I note that you live in Thetford ,It would be great if you came along to the East Anglia local meets and then you might find that most of us ( If not all ) are just enthusiasts with a real passion for our TT.

Be good to meet you and demonstrate what the TTOC is about.

Neil


----------



## wja96 (Mar 4, 2010)

neilc said:


> wja96 said:
> 
> 
> > I have to say that, in general, I find Audi owners (and that includes TT owners) somewhat unpleasant.
> ...


I will get along one day. Unfortunately, although on paper I live in Thetford, I really live in hotels as my work takes me all over the country (currently the Scottish midlands) so I'm generally not about. I do try and support the club as much as possible (I've got all the merchandise and a complete set of magazines) and I've done the last two EvenTTs, both of which I enjoyed enormously.

I'll be on one of those cruises on day, I promise!


----------



## TTSPORT666 (Dec 1, 2011)

I am very sad you have felt the need to express yourself this way. My comment was directed to the manner in which your sarcastic post was in very bad taste. How can you talk about the forum like this? Its a privilege to be a part of this community with a lot of very nice people across the country. Do you think you will gain self respect by starting a thread like this?

The very fact you have to express your self in this insecure way, does not represent you in the best light. Seems to me you are ready to throw your toys out of your playpen at any opportune moment. Just have a laugh at yourself and lighten up, this is meant to be fun. I am not the only one who thinks this trust me. I know for a fact you have had head to head run ins with other forum members.
This is a great car club if not one of the best. At the end of the day it is your loss and choice whether you join or not. If you want to be a part of it i suggest you lighten up a bit. As i said previously this is meant to be the fun recreational part of life. I am ready to shake hands and call a truce. But i promise, you will make no friends posting stuff like this.

regards
Damien.


----------



## jamman (May 6, 2002)

I do think people must be allowed to express themselves without it being linked instantly to the TTOC.


----------



## The Blue Bandit (Sep 22, 2011)

... can't we all just get along??? ... [smiley=knife.gif]


----------



## bigsyd (Jul 9, 2008)

jamman said:


> I do think people must be allowed to express themselves without it being linked instantly to the TTOC.


Spot on shag


----------



## robokn (Feb 21, 2006)

.......


----------



## robokn (Feb 21, 2006)

.......


----------



## jamman (May 6, 2002)

Ok let me put it a slightly different way.

Imagine me in a dusky pink caterpillar suit with the voice of lets say a very camp John Inman.

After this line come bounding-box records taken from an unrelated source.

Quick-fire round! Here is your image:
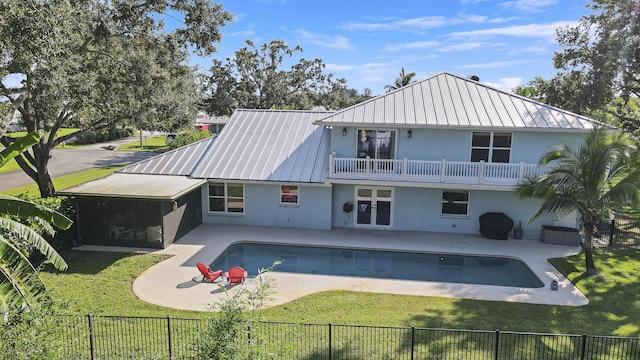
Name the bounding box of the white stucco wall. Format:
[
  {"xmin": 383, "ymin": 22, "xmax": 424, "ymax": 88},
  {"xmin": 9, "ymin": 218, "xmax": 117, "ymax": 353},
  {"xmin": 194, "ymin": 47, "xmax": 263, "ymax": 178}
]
[
  {"xmin": 332, "ymin": 185, "xmax": 554, "ymax": 238},
  {"xmin": 331, "ymin": 127, "xmax": 586, "ymax": 164},
  {"xmin": 202, "ymin": 184, "xmax": 331, "ymax": 229}
]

"I do think people must be allowed to express themselves without it being linked instantly to the TTOC"

I'm not (as everyone knows) a massive TTOC fan but Rob come on does it really matter, really

PS Jamman for MOD Anarchy rules KO :-*


----------



## neilc (Aug 8, 2011)

Interesting one this. Rob , Just because Damien is a TTOC rep does that mean he cant express himself in his normal way :? As James says just because Damien didn't like what you said does not mean its anything to do with the TTOC.

And you say you have no interest in the club but quite clearly you do :?


----------



## mighTy Tee (Jul 10, 2002)

Neil - it is just Rob having his usual pop at the TTOC, because things are not to his liking. I had to keep quiet when I was rep, but what was obvious is as Rob was the rep before me he had done virtually nothing for the club (as I said earlier he turned up to only one of the, IIRC, 3 events he organised).

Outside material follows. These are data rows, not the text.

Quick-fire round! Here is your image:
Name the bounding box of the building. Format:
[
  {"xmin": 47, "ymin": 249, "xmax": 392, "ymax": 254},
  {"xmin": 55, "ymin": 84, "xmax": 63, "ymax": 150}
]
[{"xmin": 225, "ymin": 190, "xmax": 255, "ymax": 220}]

Maybe one day soon he will buy that R8 he said he was going to buy and join the R8 forums and clubs?


----------



## L0z (Sep 8, 2011)

Why don't we all just kiss and make up?

I'm not joining the TTOC because I don't want to lose my stars


----------



## robokn (Feb 21, 2006)

........


----------



## jamman (May 6, 2002)

Rob from someone on the outside of the hallowed "TTOC" you don't half come across as very bitter matey.

Move on life is too short. :wink:


----------



## mighTy Tee (Jul 10, 2002)

jamman said:


> .... life is to short.


Dont worry Rob is Short too :lol: :lol: :lol: :lol: :lol:


----------



## robokn (Feb 21, 2006)




----------



## jamman (May 6, 2002)

robokn said:


> ........


Editing posts now Rob come on :wink:


----------



## robokn (Feb 21, 2006)

jamman said:


> robokn said:
> 
> 
> > ........
> ...


I have deleted anything that could be deemed offensive as I know how sensitive people are 
and trying to find my caring side


----------



## mighTy Tee (Jul 10, 2002)

robokn said:


>


Proof you can give it, but not take it? :lol:


----------



## L0z (Sep 8, 2011)

MK2's are boring anyway....

[smiley=gossip.gif]

:roll:


----------